Do seniors automatically have more dental problems? As you age you probably don’t think about how your body is changing. Okay…that’s not true. You notice your aches and pains, but did you realize that your teeth and gums are aging too? You need to take special care of your body as it gets older, and that goes for your teeth, as well. You may think that as you age it’s natural to begin losing teeth, but that’s not true. Our teeth are meant to last a lifetime, but they need proper care, and as you age they may need a little extra TLC. The majority of the time, tooth loss is due to periodontal disease which is most commonly due to poor dental hygiene. Long term chewing difficulties are common with tooth loss. If you are experiencing tooth loss, or suspect you may have periodontal disease, contact us, to discuss dental care for older adults and appropriate treatment options.

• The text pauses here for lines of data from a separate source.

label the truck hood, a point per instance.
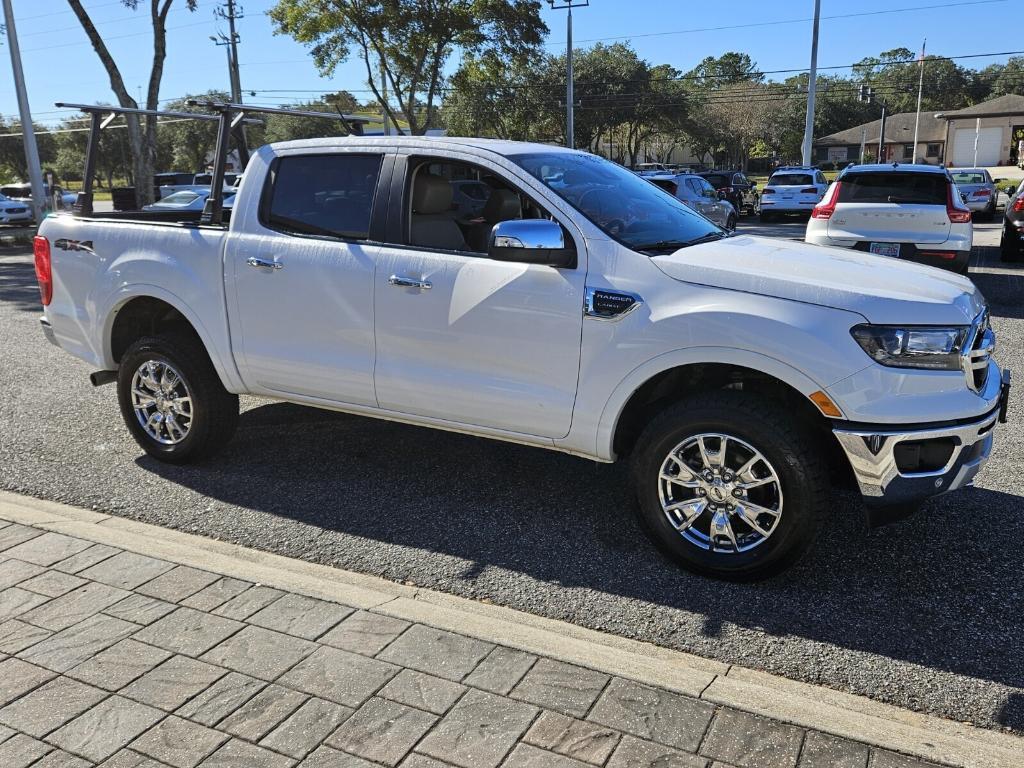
(883, 290)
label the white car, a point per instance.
(795, 189)
(911, 212)
(14, 211)
(591, 314)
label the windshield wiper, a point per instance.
(664, 245)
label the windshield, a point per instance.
(791, 179)
(969, 178)
(625, 206)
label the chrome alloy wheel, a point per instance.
(162, 402)
(720, 493)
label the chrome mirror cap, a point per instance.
(527, 233)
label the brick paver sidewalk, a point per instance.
(114, 658)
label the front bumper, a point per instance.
(872, 457)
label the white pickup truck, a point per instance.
(584, 310)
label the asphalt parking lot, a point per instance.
(925, 614)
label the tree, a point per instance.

Aging seniors often have dental problems as a side effect from other issues

Your bones, your mind, your muscles, even your skin and eyes age, and your gums and teeth all age. An aging oral cavity often presents seniors with a unique set of oral health problems. Unfortunately, as your body ages, things begin to go wrong. With age comes various health issues such as diabetes, heart disease, arthritis, cancer, and even dementia, and many of these diseases have been linked with periodontal disease which also develops as you age. Your overall health has a dramatic influence on your dental health.

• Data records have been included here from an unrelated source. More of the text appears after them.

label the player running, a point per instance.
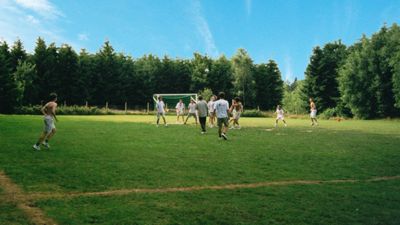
(236, 109)
(192, 111)
(180, 111)
(279, 116)
(222, 109)
(313, 113)
(160, 106)
(211, 110)
(202, 109)
(49, 112)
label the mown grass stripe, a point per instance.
(15, 195)
(40, 196)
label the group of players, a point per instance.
(216, 108)
(219, 108)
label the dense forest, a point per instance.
(361, 80)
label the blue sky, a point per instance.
(283, 30)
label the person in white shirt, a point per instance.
(236, 109)
(211, 110)
(313, 112)
(192, 111)
(202, 110)
(222, 109)
(160, 106)
(180, 111)
(279, 115)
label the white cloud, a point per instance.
(42, 7)
(19, 22)
(31, 19)
(248, 7)
(204, 29)
(83, 37)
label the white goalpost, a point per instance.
(173, 99)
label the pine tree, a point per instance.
(17, 54)
(243, 77)
(310, 88)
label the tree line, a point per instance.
(108, 76)
(361, 80)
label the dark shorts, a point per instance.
(224, 121)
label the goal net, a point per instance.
(171, 100)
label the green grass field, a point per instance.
(331, 168)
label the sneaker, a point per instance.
(46, 144)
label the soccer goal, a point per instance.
(170, 100)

  • Diabetes: Chronic diseases such as diabetes tend to create a higher risk for gum disease. Because their bodies are unable to process sugar correctly, they have higher sugar levels in their saliva.  Harmful oral bacteria feed on the sugars producing plaque. Left untreated plaque turns into hard-to-remove tartar which can progress to periodontal disease, resulting in tooth loss.
  • Cancer: People fighting cancer need to take special care of their teeth due to the effects of chemotherapy medications which can promote tooth decay.

Side effects of Medications that seniors take cause dental problems

Seventy percent of Americans take prescription drugs. Nine out of ten adults over the age of sixty take at least one. Several types of medications can be rough on your oral health including aspirin, antacids, cholesterol, and chemotherapy medications. Some oral health risks from medications include:

    • Dry mouth: Caused by a decrease in saliva, often a side effect of medications.
    • A decreased sense of taste: Medications can contribute to sensory loss of the taste buds.
    • Dental staining or darkening of the teeth: Caused by years of eating stain-causing foods and beverages.
    • Thrush: An overgrowth of Candida albicans–a type of oral fungus–can be triggered by medications that affect the immune system.
    • Cavities and root decay: When the root becomes exposed due to aging gums, or medications, it is left vulnerable to decay.
    • Gingivitis
    • Periodontal disease
    • Weakening or deterioration of the alveolar (jaw bone).
    • Tooth loss: Due to gum disease or deterioration of the jaw bone.
    • Oral cancer

Demographics of dental problems of seniors

  • In 2003, 52 percent of adults over the age of 65 had most of their natural teeth.
  • In the 1950’s, over 50 percent of adults over age 65 had lost all their teeth.
  • The higher the income and education level, the lower the percentage of tooth loss in adults over 65.
    • 41.1% of people with less than a high school education lost all their teeth.
    • 7.1% of college graduates lost all their teeth.
    • 35.9% with an income under $15,000 lost all their teeth.
    • 6.7% with an income over $50,000 lost all their teeth.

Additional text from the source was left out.